Hey all, I've been playing about with Zbrush for a bit. I've decimated my model to around 1000 from 400k after finishing my sculpt. I'm just wondering how I can take that high poly information and use it on the Low poly version. I've done this 100% in Zbrush so it didn't initially have UV's. I took the LP into Maya and unwrapped it but then when I tried to create a normal using xnormal the map was poor.
I know you can normal map in Zbrush. I'm just wondering how I can tell the program to 'link' these meshes together. As the program doesn't decimate it down to lower Subdivison levels. (As usually I'd just take a LP mesh, up the subdivs then sculpt detail - but this time I've gone completely starting from a Zsphere).
Sorry if this isn't much to go on with just text. If you need me to specify anything just ask and I'll try to answer as best I can. Thanks for the help.
Replies
I'd seriously recommend not using Decimation Master to create your lowpoly mesh. Its goal isn't to crunch something down in a way that pleases a game engine; you're still going to end up with a lot of uneccessary vertices and a lot of long thin triangles (which I'm under the impression are bad for preformance, and potentially bad for shading). It's probably not going to be a good result for normal mapping either if it tries to preserve certain details that should really be pure normal map information, and doesn't use any custom smoothing.
Retopologize it by hand. It won't take too long, and the result will be superior.
You might want to post some screenshots of the model, the uvs, the normal map, and what it looks like when applied to the model, and perhaps your xnormal settings.
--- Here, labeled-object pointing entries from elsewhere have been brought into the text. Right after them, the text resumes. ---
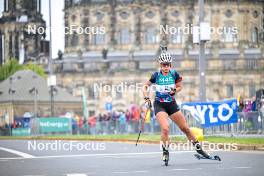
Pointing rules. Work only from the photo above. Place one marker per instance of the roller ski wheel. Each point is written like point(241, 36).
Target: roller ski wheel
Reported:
point(215, 157)
point(165, 158)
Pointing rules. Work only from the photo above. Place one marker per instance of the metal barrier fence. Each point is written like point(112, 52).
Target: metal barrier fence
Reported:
point(248, 123)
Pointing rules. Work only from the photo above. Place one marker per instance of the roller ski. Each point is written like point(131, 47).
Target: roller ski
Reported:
point(215, 157)
point(165, 157)
point(201, 154)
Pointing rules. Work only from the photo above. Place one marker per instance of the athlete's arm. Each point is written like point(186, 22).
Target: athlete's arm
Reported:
point(145, 88)
point(178, 86)
point(178, 83)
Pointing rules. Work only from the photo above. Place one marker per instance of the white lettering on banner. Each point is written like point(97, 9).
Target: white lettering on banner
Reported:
point(193, 111)
point(220, 112)
point(199, 111)
point(211, 114)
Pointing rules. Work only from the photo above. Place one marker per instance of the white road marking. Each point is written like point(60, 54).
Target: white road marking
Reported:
point(242, 167)
point(183, 169)
point(145, 171)
point(98, 154)
point(120, 172)
point(22, 154)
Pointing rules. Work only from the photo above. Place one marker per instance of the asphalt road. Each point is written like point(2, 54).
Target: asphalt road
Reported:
point(79, 158)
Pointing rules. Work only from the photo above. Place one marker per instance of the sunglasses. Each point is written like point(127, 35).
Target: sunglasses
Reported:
point(166, 64)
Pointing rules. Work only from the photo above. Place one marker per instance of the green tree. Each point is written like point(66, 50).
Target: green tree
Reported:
point(9, 68)
point(36, 68)
point(12, 66)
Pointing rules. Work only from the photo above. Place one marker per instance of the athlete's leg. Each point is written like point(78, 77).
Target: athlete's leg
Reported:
point(162, 118)
point(179, 119)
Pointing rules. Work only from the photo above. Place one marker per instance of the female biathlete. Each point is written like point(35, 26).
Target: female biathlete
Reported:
point(168, 82)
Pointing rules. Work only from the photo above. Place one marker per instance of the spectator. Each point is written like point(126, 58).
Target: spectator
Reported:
point(254, 104)
point(92, 125)
point(122, 123)
point(241, 105)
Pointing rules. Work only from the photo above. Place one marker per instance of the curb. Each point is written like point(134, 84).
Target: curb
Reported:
point(240, 147)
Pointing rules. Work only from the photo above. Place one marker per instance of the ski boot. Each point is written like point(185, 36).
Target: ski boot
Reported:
point(203, 154)
point(165, 157)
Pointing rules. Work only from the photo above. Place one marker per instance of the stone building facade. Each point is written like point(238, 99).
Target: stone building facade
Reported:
point(123, 38)
point(16, 40)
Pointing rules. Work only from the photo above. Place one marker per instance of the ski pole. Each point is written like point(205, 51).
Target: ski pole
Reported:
point(143, 122)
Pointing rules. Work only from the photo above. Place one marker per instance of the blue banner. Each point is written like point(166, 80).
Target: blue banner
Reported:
point(213, 113)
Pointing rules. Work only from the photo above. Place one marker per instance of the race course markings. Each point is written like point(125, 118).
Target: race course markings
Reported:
point(22, 154)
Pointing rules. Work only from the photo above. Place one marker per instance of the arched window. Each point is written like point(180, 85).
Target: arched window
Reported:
point(74, 39)
point(229, 34)
point(124, 36)
point(98, 39)
point(254, 35)
point(151, 36)
point(177, 34)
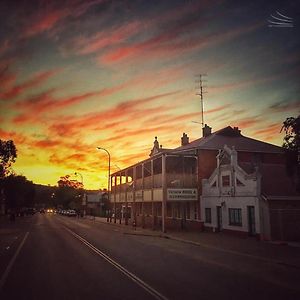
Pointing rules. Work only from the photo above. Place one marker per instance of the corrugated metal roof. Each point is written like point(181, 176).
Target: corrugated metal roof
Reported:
point(231, 137)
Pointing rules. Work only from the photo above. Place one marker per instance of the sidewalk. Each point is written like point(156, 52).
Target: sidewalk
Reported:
point(282, 253)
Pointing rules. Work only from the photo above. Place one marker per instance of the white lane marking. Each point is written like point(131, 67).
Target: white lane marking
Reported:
point(12, 261)
point(130, 275)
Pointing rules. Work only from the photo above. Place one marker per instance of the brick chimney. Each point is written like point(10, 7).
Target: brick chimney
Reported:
point(184, 139)
point(237, 130)
point(206, 131)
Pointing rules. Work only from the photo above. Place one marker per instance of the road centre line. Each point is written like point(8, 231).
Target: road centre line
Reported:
point(12, 261)
point(130, 275)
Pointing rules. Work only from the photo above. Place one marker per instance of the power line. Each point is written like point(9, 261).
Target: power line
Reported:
point(200, 92)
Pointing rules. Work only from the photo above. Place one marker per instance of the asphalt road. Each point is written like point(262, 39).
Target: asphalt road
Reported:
point(56, 257)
If xnormal isn't giving you a good result, ZBrush's basic normalmap tool is not going to be a magic solution.
If you insist on using zbrush for a normal map, then you're going to need to import the UV'd mesh as a new subtool, and experience the (sarcastic) joys of subdividing decimation master's triangulated mess and trying to use Tool: Subtool: Project all to transfer the detail from the hp to the lp in order to recreate subdivisions.